During my respite from blogging, I’ve actually been living out my author dream pretty well. Just like the words of wisdom that I read from some other blogger sometime quite long ago, many authors start to hit their stride somewhere around the fourth or fifth book. I’ve found mine and it’s a beautiful feeling. For some reason, it’s the sweet spot and if you’re doing things right, by that point you should be pleased with your sales figures. If you’re not, it’s time to re-evaluate what it is you’re writing and how you’re promoting yourself.
I’ve always been a genre bender. I’ve always had difficulty categorizing what exactly the hell it is that I write. It’s easier to list off what I don’t: paranormal, historical, fantasy, sci-fi. For The Intoxicated Books, I settled on classifying them as contemporary romance.
But I’ve always known they were different. They don’t fall into the typical romance book mold, even though there’s plenty of falling in and out of love. But there’s humor and heartache and family drama too. And there are definitely some romance buzzwords that don’t show up in my writing, though I certainly am not afraid of the F-bomb. As such, readers looking for a cookie cutter alpha male story with hot, hot sex aren’t going to be impressed. That’s perfectly fine.
That’s part of the reason that I decided to market Book 5 in the series in a completely different way, if at all. It’s something that has been brewing in the back of my head since the debacle that was the release of Book 4. The moment that I realized without question that I didn’t fit in where I had placed myself. The moment that I realized that I didn’t want to play the competition game. The moment that I decided it wasn’t fair to myself to pay someone else for a marketing campaign that left me in tears and wanting to cancel the entire damn thing. Though Book 4 is quite arguably my favorite in the series (but I say that about all of them when I write them), for a few weeks I absolutely hated it and regretted ever writing anything.
Marketing your books shouldn’t make you feel like total hell.
So I stopped, and then the magic happened.

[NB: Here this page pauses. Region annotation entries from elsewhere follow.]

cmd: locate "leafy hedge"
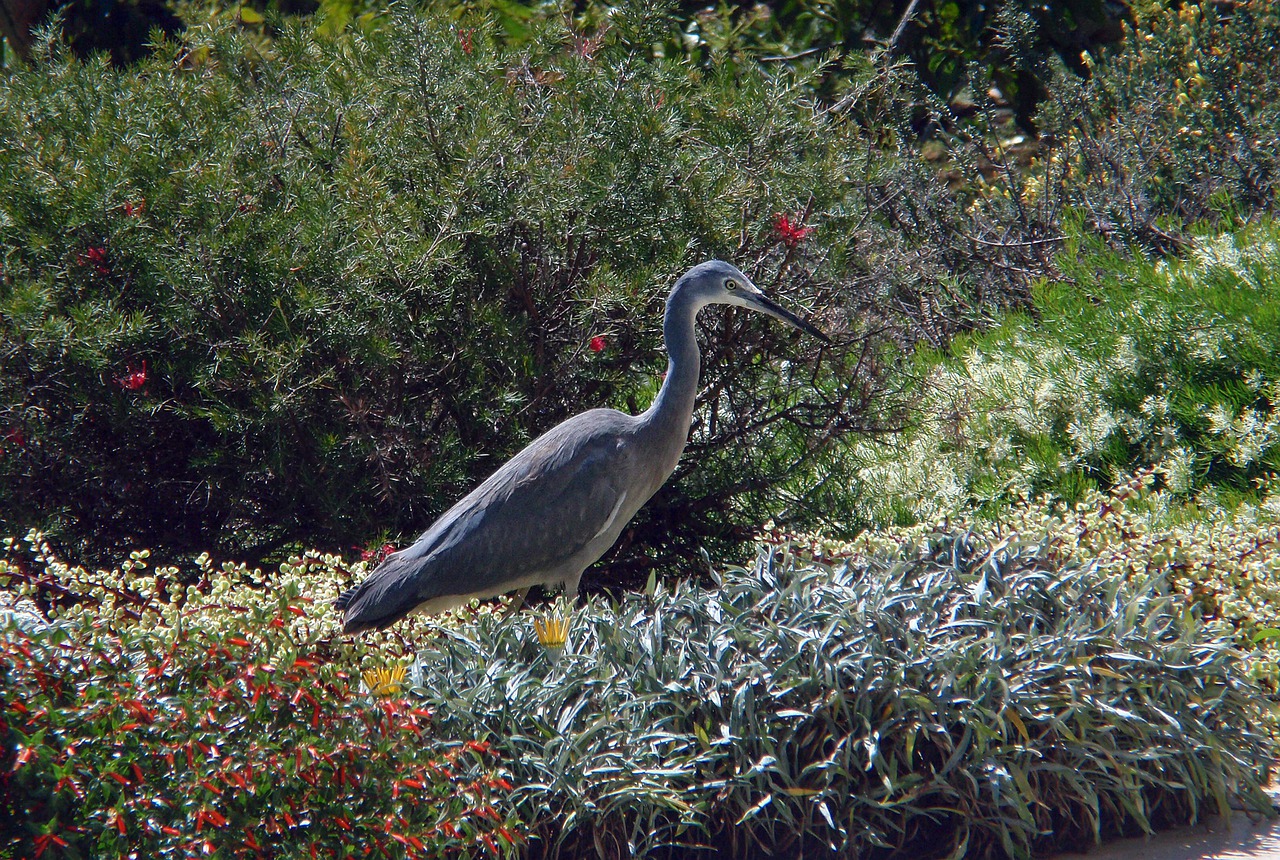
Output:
[0,474,1280,856]
[0,4,910,570]
[0,547,521,857]
[850,221,1280,522]
[415,532,1274,857]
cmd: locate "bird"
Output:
[334,260,831,633]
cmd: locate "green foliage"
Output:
[415,532,1271,857]
[0,10,901,570]
[0,558,518,857]
[851,221,1280,522]
[1039,0,1280,253]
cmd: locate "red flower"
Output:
[78,244,111,275]
[115,358,147,392]
[773,212,813,248]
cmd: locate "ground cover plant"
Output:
[0,472,1280,856]
[851,221,1280,522]
[0,544,520,857]
[413,514,1274,857]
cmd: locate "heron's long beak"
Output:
[751,293,831,343]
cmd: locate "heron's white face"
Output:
[677,260,828,342]
[718,273,764,311]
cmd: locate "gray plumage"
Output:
[334,260,827,633]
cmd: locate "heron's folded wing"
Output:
[401,425,639,600]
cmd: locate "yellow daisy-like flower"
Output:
[534,616,568,662]
[362,665,407,696]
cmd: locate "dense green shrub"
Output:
[415,534,1271,857]
[0,4,931,573]
[850,221,1280,522]
[0,558,520,857]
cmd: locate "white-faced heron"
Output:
[334,260,827,633]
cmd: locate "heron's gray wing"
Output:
[406,410,637,591]
[338,410,643,631]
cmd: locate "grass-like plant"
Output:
[415,534,1272,857]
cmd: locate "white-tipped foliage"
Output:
[415,534,1270,857]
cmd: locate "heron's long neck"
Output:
[640,289,701,468]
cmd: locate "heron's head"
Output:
[676,260,831,343]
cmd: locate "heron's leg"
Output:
[502,586,534,618]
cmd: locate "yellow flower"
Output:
[534,616,568,659]
[364,665,406,696]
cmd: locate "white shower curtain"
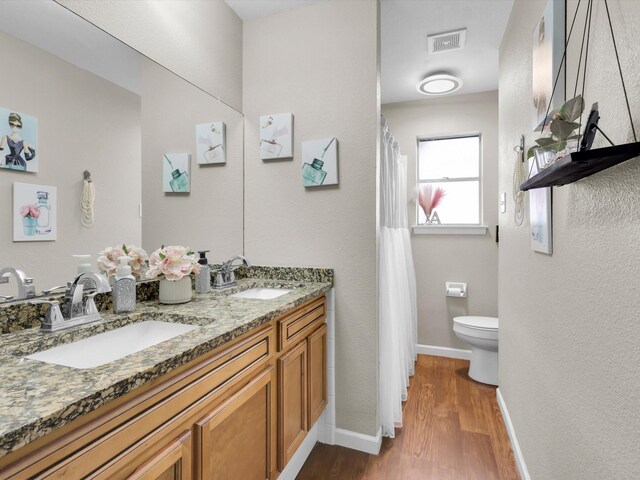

Of course, there is always room for improvement, and no one ever sells as many copies as they ultimately dream of. But my expectations are reasonable, and I’ve always been very clear that I do this on an extremely part time basis. I don’t spam book links to various social media accounts, nor do I even post everywhere frequently. Yet most days, I get paid sales on at least one platform. Sometimes I get more paid sales than free downloads. And I realize that by accomplishing this, I’m doing better than a large percentage of self-publishers. I’m not greedy; I’m humbled that I have found repeat readers. Readers who get hooked on the first book, who maybe did pick it up as a perma-free, and who dutifully come back and purchase the remaining books in the series. I’ve even gotten preorders for Book 5, which doesn’t come out until February, simply by having it available at most retailers already.
And you know me. I am always thinking ahead. Book 5 is over halfway done on the laptop, but complete in my head and I’ve moved on from those characters. They write themselves for me, after having been with them for the better part of twenty years.
I was sitting on ideas for about 7 standalone books, along with a very basic concept for another series. They range in flavor from chick lit to steamy romance, but never to the point of erotica. I might read it, but I don’t see myself writing it. And considering that I will have to start writing one of them to put a teaser chapter at the end of Book 5 before it goes live, I knew I needed to make a decision on which figment of my imagination was going to come next. I had almost decided on one of them; the one most fully formed with a title, tagline, entire plot and a cover vision.
Then Tuesday happened and another brand new idea took precedence. In the span of twenty-four hours, I had all of the above plus character names and a half-assed blurb jangling around in my brain. I was writing scenes and dialogue, envisioning the beginning of the book in my screenplay-esque way. And I knew without a doubt that it would be the next book going up for sale.
Guess what? It’s not a romance. Sure, there will be romantic elements. But this will be dark and depressing, a haunting novel that will hopefully stick with readers much the same as it’s consumed my thoughts lately. It’s the story that I feel I need to tell next, genre be damned.
Call it women’s fiction, or literary fiction, or whatever you’d like. And take the plunge with me if you want to. For I don’t write for sales, I write for myself. And maybe I’ve found that being a little off and unpopular is exactly where I want to be.
If you’re really observant, you’ll catch the title here, hiding somewhere on this blog. But that’s all I’m ready to say at this point.